Modern pigments whether obtained from natural or synthetic sources all behave differently under the same conditions. They bear different weights, particle structures and viscosities. Gaining control and understanding of how to work with the physicality of pigment and the aesthetic  associations of colour and form to human experience is a main objective of my experimentation.
Mapping is a data visualisation technique that uses colour and form to represent physical phenomenon. Mapping as it relates to the generation of real-time representations of a phenomenon whether natural or artificially constructed is a  practice I am focussed on developing. Representing  the nature and behaviour of materials as they exist constrained by physical laws such as fluid mechanics  is central to my material-based approach to art making.
Analysis
During the making process of night jungle I began to understand space and time as relative to various natural forces, many of which involve chance. I began to perceive of the surface as an active rather than latent element in a work of art. Paint became the agent of colour that could also hold texture and take on qualities of an object. It held possibilities of different consistencies given vibrancy.

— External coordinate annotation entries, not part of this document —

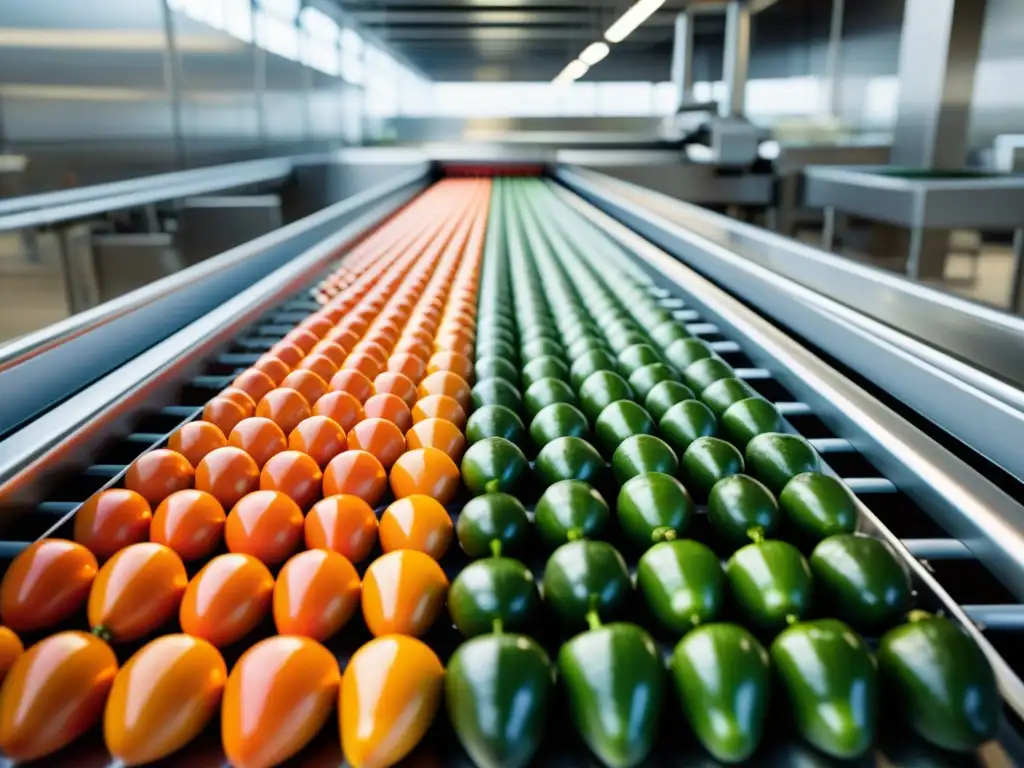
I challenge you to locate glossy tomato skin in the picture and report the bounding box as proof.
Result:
[273,549,360,642]
[362,550,449,637]
[150,489,227,562]
[220,635,341,768]
[338,635,444,768]
[0,627,25,683]
[0,539,99,632]
[103,635,227,766]
[75,488,153,560]
[125,449,196,507]
[305,494,378,562]
[178,553,273,648]
[0,632,118,762]
[88,542,188,642]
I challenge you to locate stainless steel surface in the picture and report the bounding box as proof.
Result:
[557,177,1024,729]
[0,164,428,434]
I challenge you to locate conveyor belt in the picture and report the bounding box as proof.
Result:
[0,176,1024,765]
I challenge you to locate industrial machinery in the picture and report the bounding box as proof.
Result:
[0,159,1024,766]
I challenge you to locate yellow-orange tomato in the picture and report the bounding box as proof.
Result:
[224,490,303,565]
[227,416,288,469]
[75,488,152,560]
[0,627,25,683]
[305,495,377,562]
[345,421,406,468]
[196,445,259,509]
[178,553,273,648]
[313,392,365,432]
[259,451,324,509]
[125,449,196,507]
[0,632,118,763]
[150,489,226,561]
[273,549,359,642]
[338,635,444,768]
[0,539,99,632]
[417,371,470,410]
[406,419,466,462]
[391,447,461,504]
[88,542,188,642]
[380,495,452,560]
[413,394,466,430]
[324,451,387,506]
[220,635,341,768]
[288,416,346,469]
[103,635,227,765]
[362,549,449,637]
[167,421,228,467]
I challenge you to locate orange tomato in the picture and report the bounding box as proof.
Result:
[413,394,466,431]
[330,368,374,405]
[281,370,334,405]
[256,387,315,434]
[203,397,253,434]
[338,635,444,768]
[313,392,366,432]
[346,417,406,468]
[232,364,278,405]
[364,393,413,433]
[406,419,466,462]
[259,451,324,509]
[178,553,273,648]
[150,489,226,561]
[305,495,377,562]
[227,416,288,469]
[391,447,461,504]
[0,632,118,763]
[224,490,303,565]
[0,539,99,632]
[103,635,227,765]
[253,354,292,387]
[88,542,188,642]
[288,416,346,469]
[0,627,25,683]
[324,450,387,506]
[167,421,227,467]
[125,449,194,507]
[374,371,416,406]
[196,445,259,509]
[362,549,449,637]
[220,635,341,768]
[417,371,470,410]
[75,488,152,560]
[273,549,360,642]
[380,494,452,560]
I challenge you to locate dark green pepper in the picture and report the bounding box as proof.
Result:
[444,634,552,768]
[669,626,771,763]
[534,480,611,548]
[879,611,1002,752]
[771,618,879,760]
[725,540,812,630]
[558,624,665,768]
[637,539,725,635]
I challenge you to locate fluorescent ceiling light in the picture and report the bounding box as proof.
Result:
[604,0,665,43]
[580,43,611,67]
[551,58,590,85]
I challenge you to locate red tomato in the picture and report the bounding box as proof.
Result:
[224,490,303,565]
[75,488,150,560]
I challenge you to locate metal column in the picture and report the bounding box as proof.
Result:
[719,0,751,117]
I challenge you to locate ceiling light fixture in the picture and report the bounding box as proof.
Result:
[551,58,590,85]
[604,0,665,43]
[580,43,611,67]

Art making as material intervention over a period of time requires that the artist hold focus on a result that is inconceivable until it has been conceived. Finality does not come before its time. And when it arrives, the representative quality of the object relies on materials settling into a whole which maps the passage of time as it acted upon a combination of materials under specific atmospheric conditions.

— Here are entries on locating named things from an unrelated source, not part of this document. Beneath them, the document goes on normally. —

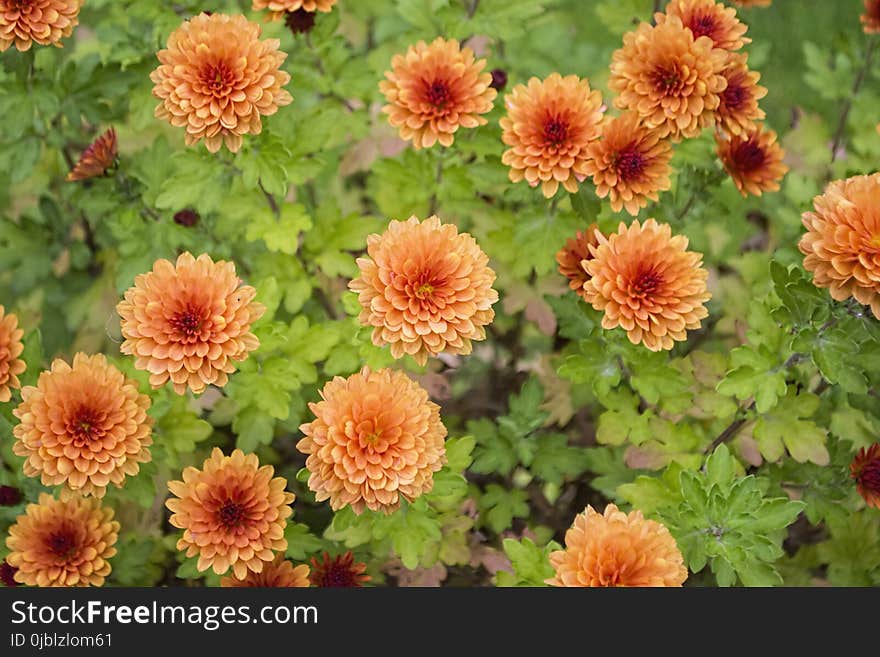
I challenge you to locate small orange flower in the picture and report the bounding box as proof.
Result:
[296,367,446,514]
[584,219,712,351]
[309,550,370,588]
[715,53,767,135]
[655,0,752,51]
[220,554,311,589]
[556,224,599,297]
[0,306,27,402]
[348,216,498,365]
[849,443,880,509]
[715,126,788,196]
[0,0,82,52]
[608,16,730,141]
[165,447,295,579]
[67,128,119,182]
[150,14,293,153]
[6,493,119,586]
[547,504,688,587]
[379,37,498,149]
[798,173,880,319]
[584,112,672,216]
[500,73,604,198]
[12,353,153,497]
[116,253,266,395]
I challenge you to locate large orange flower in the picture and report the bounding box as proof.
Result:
[379,37,498,148]
[12,353,153,497]
[349,216,498,365]
[6,493,119,586]
[116,253,266,395]
[798,173,880,319]
[584,112,672,216]
[220,554,311,589]
[500,73,604,198]
[150,14,293,153]
[165,447,294,579]
[715,125,788,196]
[296,367,446,514]
[0,0,82,52]
[608,16,729,140]
[0,306,27,402]
[584,219,712,351]
[547,504,687,587]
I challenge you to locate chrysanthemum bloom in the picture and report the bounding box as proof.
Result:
[6,493,119,586]
[584,219,712,351]
[0,306,27,402]
[500,73,604,198]
[379,37,498,149]
[715,53,767,135]
[67,128,119,182]
[348,216,498,365]
[220,554,311,589]
[556,224,599,297]
[715,125,788,196]
[584,112,672,216]
[309,550,370,588]
[798,173,880,319]
[0,0,82,52]
[116,253,266,395]
[165,447,294,579]
[12,353,153,497]
[608,16,730,140]
[655,0,752,51]
[547,504,688,586]
[150,14,293,153]
[296,367,446,514]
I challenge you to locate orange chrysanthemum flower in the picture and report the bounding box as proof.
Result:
[165,447,295,579]
[348,216,498,365]
[584,112,672,216]
[798,173,880,319]
[0,0,82,52]
[220,554,311,589]
[116,253,266,395]
[608,16,730,140]
[500,73,604,198]
[6,493,119,586]
[0,306,27,402]
[379,37,498,149]
[849,443,880,509]
[309,550,371,588]
[547,504,688,586]
[12,353,153,497]
[655,0,752,51]
[251,0,336,21]
[715,126,788,196]
[296,367,446,514]
[150,14,293,153]
[556,224,599,297]
[67,128,119,182]
[715,53,767,135]
[584,219,712,351]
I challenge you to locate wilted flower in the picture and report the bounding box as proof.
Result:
[116,253,266,395]
[296,367,446,514]
[150,13,293,153]
[165,447,294,579]
[379,37,498,148]
[500,73,604,198]
[6,493,119,586]
[547,504,687,587]
[349,216,498,365]
[584,219,712,351]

exhibited at the Holy Art Gallery, London.
The life of the work was unsettled. Before it was dry, it was selected to exhibit at a group show at the Holy Art Gallery in London, shown above. I did this by improvising a frame which would keep the work balanced on a certain angle so that its uneven sides could settle into a decided position so that the surface might dry over-time outside my intervention and involvement with it. I used black gravel to create a seat for the warped wood and coated them in linseed oil so that the blackness of the gravel could be illuminated. The work was transported across London in a taxi, held face up at elbow height to try avoid impact. On the hour long drive I considered every stop, turn and corner, an uncontrolled intervention that witnessed the variables associated with moving through an urban landscape. I felt the true capacity for art as representative of experience that eludes singularity or  individualisation; art that incorporates the infinity of simply being.
Conclusions:
Night jungle was created by manoeuvring a surface relative to the movement of oil infused with pigment, across its surface. Still, despite progress made in my use of materials and perceiving of form in my work, I am hesitant to declare an orientation as this narrows down the pool of possible interpretations, the ambiguity and multiplicity of human perception being an equally important aspect of my work, explored further in the series Anthropomorphisms.